Penuturan suaminya menyentuh hati Iris. Ia tidak lagi merasa malu, tapi kini justru iba. Nikolai yang tampan, kaya, dan berkuasa, terdengar begitu rapuh dan tidak percaya diri kala bicara soal sex. Ia menyesali diri karena tidak mencari tahu lebih dulu sebelum bertindak. Awalnya berpikir kalau merayu suaminya bukan hanya tindakan nekat tapi juga keren. Sekarang, ia sama sekali tidak merasa apa yang dilakukannya adalah sesuatu yang keren. Terlebih karena sudah membuat Nikolai bersedih.

"Maafkan aku. Kamu benar, Sayang. Harusnya kita saling mengenal lebih dulu. Aku pikir, seorang istri sudah selayaknya melayani dan menyenangkan suaminya.

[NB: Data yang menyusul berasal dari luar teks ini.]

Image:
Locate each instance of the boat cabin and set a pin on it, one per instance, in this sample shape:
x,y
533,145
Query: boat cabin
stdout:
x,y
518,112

Ternyata aku salah."

Nikolai kembali mengecup bibir Iris. Kali ini dengan penuh kelembutan. Ia ingin istrinya mengerti curahan hatinya dengan sentuhan. Percakapan di antara mereka terdengar begitu menyedihkan. Ia tidak ingin membuat istrinya merasa sedih apalagi terhina.

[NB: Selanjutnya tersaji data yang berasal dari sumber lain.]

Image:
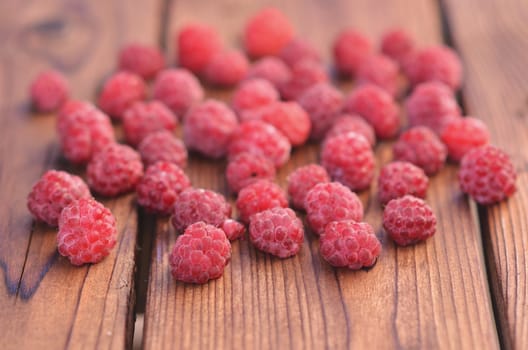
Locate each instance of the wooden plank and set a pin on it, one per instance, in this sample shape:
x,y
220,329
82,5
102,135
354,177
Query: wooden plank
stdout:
x,y
433,295
46,302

"Yang kamu lakukan tadi sudah benar. Gaun hitam dan sepatu merah, terlihat sangat sexy. Aku menyukainya, Iris."

Iris terperangah dengan bola mata membulat. "Be-benarkah?"

Nikolai mengangguk. "Benar, aku merasa beruntung mempunyai istri secantik kamu. Bukan hanya cantik, tapi juga muda, sexy, dan baik hati. Sayangnya, keadaanku tidak memungkinkan sekarang untuk menjadi suami seutuhnya."

Iris mengusap pipi Nikolai dan membelai dengan lembut. "Kamu tetap sempurna di mataku. Masih sama seperti laki-laki yang aku lihat bertahun-tahun lalu. Tidak peduli bagaimana keadaanmu sekarang, bagiku kamu istimewa."

Nikolai tertawa lirih. "Rayuanmu maut, istriku. Aku tersanjung mendengarnya."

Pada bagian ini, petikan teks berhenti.